Here in this 21st century, there are two important avenues that we must use to even begin to understand who we are as human beings on a small blue planet situated in the midst of a vast, perhaps unlimited universe: science and theology.
Theology is the discipline that guides our thinking about God, ourselves, and our relationship to God, to one another, and to the world. “Theology reflects upon the language and concepts of faith. Natural science is our ordered thought about creation. It deals with the physical world, that of the heavens and the earth, including plants, living creatures and ourselves in relationship to our earthly and cosmic environment. Science is our attempt to know and order nature.” These two definitions are guided by a Presbyterian paper written for the General Assembly in 1982 entitled The Dialogue Between Science and Theology. And so, as we can see, this dialogue isn’t a brand new interest in the church.

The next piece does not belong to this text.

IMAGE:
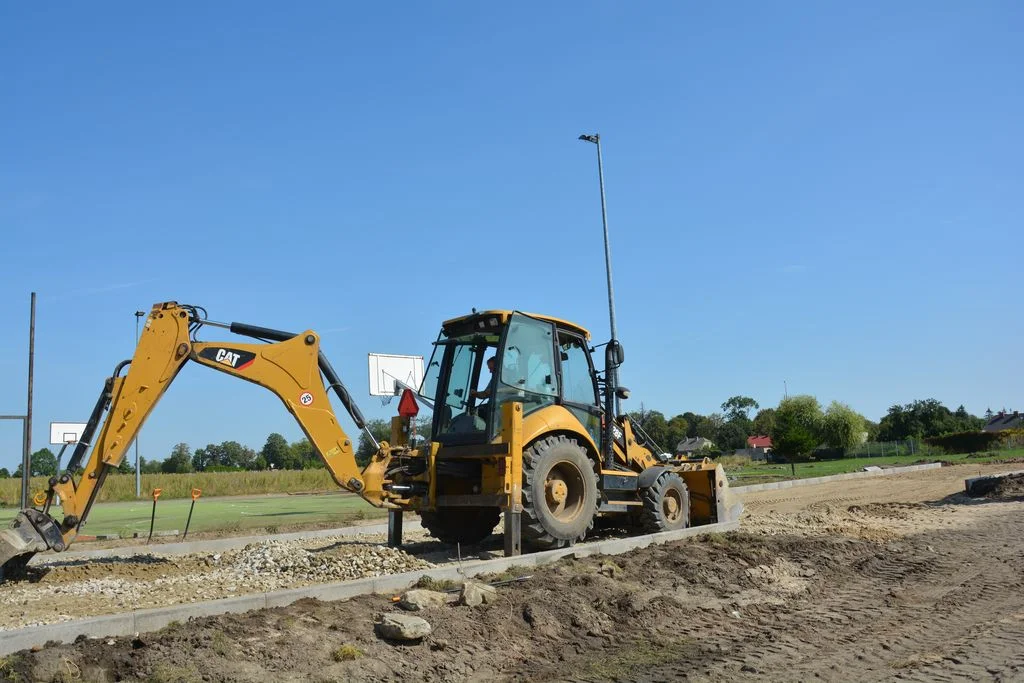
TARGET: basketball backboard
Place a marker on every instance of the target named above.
(66, 432)
(389, 374)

But it would seem that the conversation is bubbling up all around us. Entire issues of the Presbyterian Outlook and other religious publications have focused on this topic over the past several years. In 2009, the Vatican invited scientists from many disciplines to discuss the theological implications of the possibility of life on other planets. Cable television gives us the Discovery Channel, and public media outlets bring us Nova and other programs which talk about science and its meaning for our lives. NASA and its scientists have filled our lives with wonder since July 20, 1969, when Neil Armstrong first stepped on the moon. Think about it . . . 1969 . . . It has been over 50 years since that day. I certainly remember sitting around our basement television with my cousins who just happened to be visiting, and we were awed and excited and proud of that accomplishment. That is what science brings to us in many and varied ways every day. From ice cubes to penicillin, from automobiles to computers, from the heat which warms our sanctuaries to the microphones which makes it easier for everyone to hear–our 21st century daily lives are made possible by science.
As you read this, there are men and women orbiting the planet inside the space station some 250 miles above the earth. They conduct experiments which make a difference for our planet today and for the future, including the best way to recycle water–all the water available–and this same recycling equipment is now used in places around the globe where water is scarce.
We can see that as science asks who we are, it especially addresses the questions of how, why, and what. Why is the world the way it is? How does gravity work? How do we get from point A to point B? How many cells are needed to make a puppy, a bird, a person? What makes oxygen different from hydrogen? How can we split the atom? And so on and so forth. And science may answer these questions and many, many more!
But science does not answer the questions of “How do we make meaning in our lives?” or “To whom are we connected?” or “Why do we matter?” These are the domain of theology, religion, and faith. We will continue this discussion in Part II…
Reality Changing Observations:
1. What recent scientific discoveries or inventions have brought you a sense of wonder?
2. What recent scientific discoveries or inventions have helped you understand yourself, humanity, and/or God better?
3. How can we bring a love, appreciation, and reverence for science into our daily lives?